O encontro contou com a presença de representantes do MP-BA, Instituto do Patrimônio Histórico e Artístico Nacional (Iphan), Fundação Gregório de Matos (FGM), Instituto do Patrimônio Artístico e Cultural da Bahia (Ipac) e dos arqueólogos responsáveis pelas escavações.
A descoberta foi feita durante o doutorado da arquiteta e urbanista Silvana Olivieri, pesquisadora da Universidade Federal da Bahia (Ufba). A partir da comparação de mapas do século 18 e imagens de satélite atuais, ela conseguiu identificar o local onde funcionava o cemitério, hoje transformado em estacionamento no centro da capital baiana.
As escavações começaram em 14 de maio de 2025. Já no terceiro dia de trabalho, os pesquisadores encontraram fragmentos de porcelanas e objetos do século 19. Cerca de dez dias depois, surgiram as primeiras ossadas humanas. Mesmo com a descoberta, o espaço segue sendo usado como estacionamento. O MP-BA informou que o Iphan recomendou à Santa Casa a suspensão imediata do uso do local.
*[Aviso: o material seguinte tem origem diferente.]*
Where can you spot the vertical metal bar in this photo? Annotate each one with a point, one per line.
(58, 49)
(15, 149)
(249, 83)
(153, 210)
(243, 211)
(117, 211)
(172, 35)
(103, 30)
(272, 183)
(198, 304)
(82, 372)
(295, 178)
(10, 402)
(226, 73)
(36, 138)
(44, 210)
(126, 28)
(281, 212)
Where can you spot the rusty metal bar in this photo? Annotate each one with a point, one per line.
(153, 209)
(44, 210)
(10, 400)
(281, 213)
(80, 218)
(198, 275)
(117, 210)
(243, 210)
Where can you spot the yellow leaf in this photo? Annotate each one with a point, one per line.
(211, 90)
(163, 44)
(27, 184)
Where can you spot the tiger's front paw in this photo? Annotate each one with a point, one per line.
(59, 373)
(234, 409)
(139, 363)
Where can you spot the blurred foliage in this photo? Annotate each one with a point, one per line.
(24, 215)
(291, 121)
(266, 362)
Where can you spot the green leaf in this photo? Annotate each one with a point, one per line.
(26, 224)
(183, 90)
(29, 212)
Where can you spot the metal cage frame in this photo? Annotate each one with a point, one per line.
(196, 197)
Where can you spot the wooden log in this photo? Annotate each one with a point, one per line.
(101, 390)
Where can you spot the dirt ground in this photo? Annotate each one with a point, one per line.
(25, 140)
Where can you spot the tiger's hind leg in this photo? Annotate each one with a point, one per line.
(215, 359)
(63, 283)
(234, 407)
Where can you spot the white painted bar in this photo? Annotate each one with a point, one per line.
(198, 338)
Silvana Olivieri também solicitou que a área seja reconhecida oficialmente como “Sítio Arqueológico Cemitério dos Africanos”, pedido já encaminhado ao Iphan.
A pesquisa
Para localizar o cemitério, Olivieri analisou mapas e plantas históricas de Salvador e consultou obras de historiadores como Braz do Amaral (1917), Consuelo Pondé de Sena (1981) e um livro de 1862 escrito por Antônio Joaquim Damázio, então contador da Santa Casa.
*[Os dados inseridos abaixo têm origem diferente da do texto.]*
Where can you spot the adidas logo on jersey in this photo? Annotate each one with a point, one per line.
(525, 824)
Os registros apontam que o cemitério foi inicialmente administrado pela Câmara Municipal de Salvador, passando depois à gestão da Santa Casa de Misericórdia. Durante cerca de 150 anos de atividade, os sepultamentos aconteceram até 1844, quando foi inaugurado o Cemitério do Campo Santo, no bairro da Federação.
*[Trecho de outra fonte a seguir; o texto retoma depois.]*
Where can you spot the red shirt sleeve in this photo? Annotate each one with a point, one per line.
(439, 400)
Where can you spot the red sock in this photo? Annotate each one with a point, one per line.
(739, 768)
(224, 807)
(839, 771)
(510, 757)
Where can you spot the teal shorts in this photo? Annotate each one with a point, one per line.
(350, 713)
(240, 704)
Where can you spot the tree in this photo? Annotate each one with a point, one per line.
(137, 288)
A maioria das pessoas enterradas no local era composta por escravizados africanos, mas também foram encontradas ossadas de indígenas, ciganos e pessoas pobres que não podiam pagar por um enterro. Pesquisadores acreditam ainda que participantes da Revolta dos Malês, da Conjuração dos Alfaiates (ou Revolta dos Búzios) e da Revolução Pernambucana possam ter sido sepultados ali.
Os estudos indicam que os sepultamentos eram feitos em valas comuns e superficiais, sem cerimônia religiosa ou identificação. Esse tipo de prática era comum em cemitérios destinados a pessoas escravizadas durante o período colonial e imperial.